What’s interesting are the components of the GDP growth and of Business Fixed Investment in particular.
Imports remain in negative territory: we’re importing less and less (and possibly at an accelerating rate) over the last couple of years. There are a number of reasons for this, including the increasing competitiveness of domestically produced products on one hand and the continued doldrums of the our economy leaving too little discretionary funds in the hands of consumers and of businesses to buy imported goods on another. An implication of this, though, is that importation is tomorrow’s consumer and business spending.
Consumer spending is up (and possibly at an accelerating rate), but look for that to fall off if imports continue to decrease: many of those imports are for incorporation into business products for consumer purchase; that puts a lag into many of the imports’ impact on consumer spending.
Look at Business Fixed Investment, though. That never has gotten very high, peaking a bit over a year ago at just over a 1% year-on-year increase, and it’s been falling off since. Decreasing imports being used less and less by businesses.
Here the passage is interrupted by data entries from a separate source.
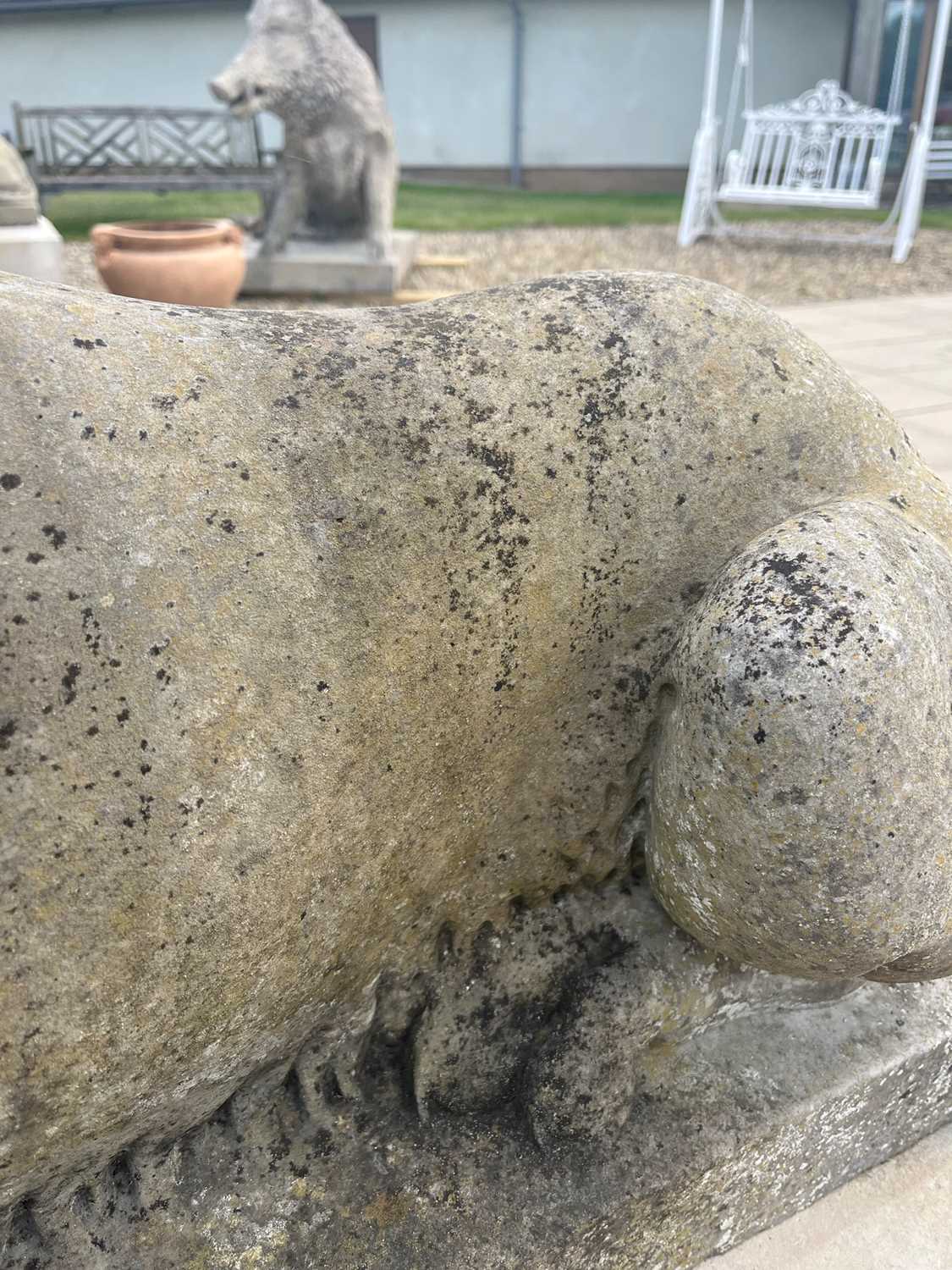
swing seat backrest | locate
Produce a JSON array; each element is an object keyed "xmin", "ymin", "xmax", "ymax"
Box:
[
  {"xmin": 718, "ymin": 80, "xmax": 900, "ymax": 208},
  {"xmin": 926, "ymin": 137, "xmax": 952, "ymax": 180}
]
This is especially telling in those BFI components. R&D may be accelerating, but it’s still at a pathetic rate. R&D is critical to business survival: it’s not just about how to market existing product better, though that’s important. It’s primarily developing new product, market research to guide that development, and so on. If a business’ products become obsolete, so does the business.
The tale is told in spades in Structures and Industrial Equipment. Businesses aren’t expanding their physical plant, especially in manufacturing. That means these guys don’t see any future growth in demand, either, and they don’t have the disposable funds in this still-stagnant economy to expand where they do see some glimmers.
It’s going to be a long two years on the domestic front.